Life, still exists! Though, only in big self-sustaining space stations that are running out of fusion fuel. These space stations drift through the void, blindly grasping through the darkness, collecting every atom of hydrogen they could find.
Every now and then, these stations send out manned spaceships capable of FTL. Their mission is to find the few pockets of hydrogen to power their space stations.
Their FTL, isn't really FTL. It's more like moving at "normal" speeds (Normal as in .20c). The way it works, is it "folds" the local space-time so the distance they have to travel is much shorter, giving the effect of moving faster than light.
The remaining bits of hydrogen is usually found near blackholes, their gravity-well actually collects them over vast distances. The problem is; There's literally no point of reference. Since there's no light, there's also no way of knowing that a blackhole is there.
Another species however, the Humans, need a blackhole for another reason. These plucky little humans, they made up a competition of who can survive the longest. They went and built a station and filled it up with the best of humanity. Once complete, they want to toss it to within the event horizon of a supermassive black hole. (What they don't know however is that a new universe is coming, they just need to last long enough, so yay!)
How can I find a blackhole without any points of references or what's to stop me from colliding into one at maximum speed in this lightless universe?

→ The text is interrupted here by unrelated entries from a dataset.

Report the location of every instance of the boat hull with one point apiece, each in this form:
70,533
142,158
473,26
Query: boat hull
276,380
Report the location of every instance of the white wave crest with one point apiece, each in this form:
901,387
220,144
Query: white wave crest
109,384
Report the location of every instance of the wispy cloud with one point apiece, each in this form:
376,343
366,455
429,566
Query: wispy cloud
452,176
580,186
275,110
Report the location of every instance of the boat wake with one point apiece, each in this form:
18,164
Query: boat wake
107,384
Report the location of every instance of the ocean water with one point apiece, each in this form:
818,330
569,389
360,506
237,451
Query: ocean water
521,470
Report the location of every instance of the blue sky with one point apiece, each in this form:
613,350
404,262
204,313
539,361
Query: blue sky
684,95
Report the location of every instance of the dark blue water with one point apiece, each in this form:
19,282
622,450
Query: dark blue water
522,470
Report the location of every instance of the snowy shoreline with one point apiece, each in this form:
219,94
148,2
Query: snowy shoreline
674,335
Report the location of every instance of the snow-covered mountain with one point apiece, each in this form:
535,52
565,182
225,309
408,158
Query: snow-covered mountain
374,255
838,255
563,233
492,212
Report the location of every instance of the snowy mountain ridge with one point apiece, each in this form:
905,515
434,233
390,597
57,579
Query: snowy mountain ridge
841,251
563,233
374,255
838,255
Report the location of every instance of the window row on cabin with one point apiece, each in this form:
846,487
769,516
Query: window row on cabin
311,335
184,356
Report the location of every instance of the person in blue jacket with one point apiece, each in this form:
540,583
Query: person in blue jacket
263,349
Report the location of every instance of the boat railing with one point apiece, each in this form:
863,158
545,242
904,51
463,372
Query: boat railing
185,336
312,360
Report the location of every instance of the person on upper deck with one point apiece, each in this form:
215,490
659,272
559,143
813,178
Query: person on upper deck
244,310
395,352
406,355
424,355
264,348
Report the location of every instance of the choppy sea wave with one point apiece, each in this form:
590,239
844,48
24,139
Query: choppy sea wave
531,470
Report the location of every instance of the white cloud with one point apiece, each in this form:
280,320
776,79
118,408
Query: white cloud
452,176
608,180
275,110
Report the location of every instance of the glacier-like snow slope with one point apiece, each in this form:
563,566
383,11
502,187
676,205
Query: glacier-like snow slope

This post was sourced from https://worldbuilding.stackexchange.com/q/173192. It is licensed under CC BY-SA 4.0.
1 answer
Try microlensing other evaporating black holes
Folks have suggested Hawking radiation; I don't think that's a particularly good idea. If you run the numbers, a black hole would need to have a mass of $M\sim10^3\text{ kg}$ before it reached a luminosity of $1L_{\odot}$, and would have only about 10 nanoseconds before it finally evaporated. If you're okay with a dimmer source - say, $0.0001L_{\odot}$ - then you've got about 9 milliseconds, which still isn't much. Any black hole luminous enough for you to effectively detect from interstellar distances won't live long enough for you to manipulate it.
However, you can still use a twist on the idea microlensing. This is a technique used to find dim, compact objects and exoplanets (though it's increasingly found more use when it comes to exoplanets than when it comes to black hole detection!). If you have a dim object in front of you, and there's a light source behind it, the foreground object will bend the light from the background source. This should be detectable, provided the foreground object is within the galaxy and provided you get the timing just right. In your universe, the lensing object can be one of these stellar-mass black holes wandering around. They can act as lenses while still having plenty of time to go before that evaporate.
As for the light source - well, try an evaporating black hole! You'd need to time things just right, and you'd need the background black hole to be fairly close - after all, the black hole would emit enormous amounts of energy in the final fraction of a fraction of a second before it's gone, but that emission would only last a fraction of a fraction of a second. So get the timing just right!